Eu estava a ler online uma entrevista e apanhei uma história em que falavas de um concerto fantástico que viste em Lisboa. Fala-me sobre isso. Fiquei surpreso que conhecesses o Hot Clube. 

[Tom] Foi numa viagem com a minha mãe. Eu e ela viajámos muito. 

Foi há quanto tempo?

[Tom] Há quatro ou cinco anos, penso. Foi, muito provavelmente, o primeiro concerto de jazz a que assisti. E acho que foi o melhor a que já fui [risos]. 

[Ignacio] Provavelmente por causa disso [risos].

[Tom] Talvez. Mas foi incrível — e eu estava sob o efeito certas substâncias na altura. Mas foi muito mágico. Nós tínhamos acabado de ficar amigos de um tipo, um baterista, que tocava todos os tipos de música. Nós também conhecemos uma psicoterapeuta que estava a trabalhar em maneiras estranhas de tratar o cancro. Nós conhecemo-la numa cidade diferente de Portugal. Mas voltando ao baterista: nós conhecemo-lo no Hot Clube na última noite em que estivemos lá. Foi um espectáculo fantástico.
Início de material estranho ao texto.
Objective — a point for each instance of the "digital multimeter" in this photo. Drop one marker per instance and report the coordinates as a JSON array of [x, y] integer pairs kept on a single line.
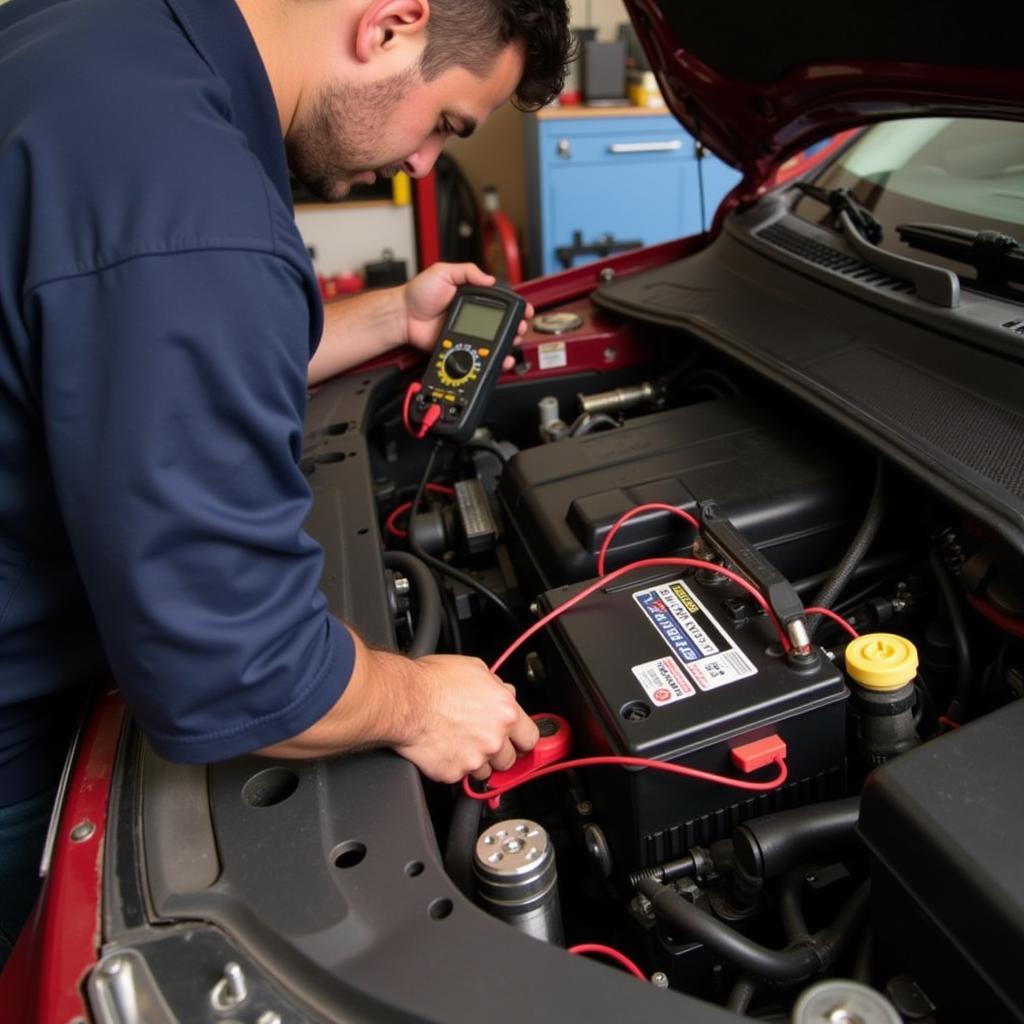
[[478, 333]]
Todos foram embora e eu e a minha mãe e o baterista ficámos a falar num canto. 

E tu, Ignacio: conheces Lisboa?

[Ignacio] Sim, ia agora contar isso. Eu fui a Lisboa há três anos… com a minha mãe também. A minha mãe vive na Argentina e na altura eu vivia em Madrid e ela veio e eu disse-lhe, “mãe, não conheço Lisboa”. Toquei perto do Porto e fui ao Porto e queria ir a Lisboa, por isso convidei a minha mãe. Apanhámos o comboio de Madrid para Lisboa e ficámos lá uma semana. Também fomos a alguns concertos perto do rio. Existem algumas salas perto do rio. Um deles era uma jam session de jazz. Foi muito bom. Fomos a restaurantes ilegais e super baratos. Divertimo-nos muito. Depois fomos a Sintra. 

Última questão: têm outros projectos planeados para 2021?

[Ignacio] Seria fixe lançar o disco em que trabalhámos juntos com a Andrea, a pianista de Mount Kimbie. Eu quero fazer um filme para isso. Não está definido, mas gostava.

[Tom] E isso é, definitivamente, música para filmes.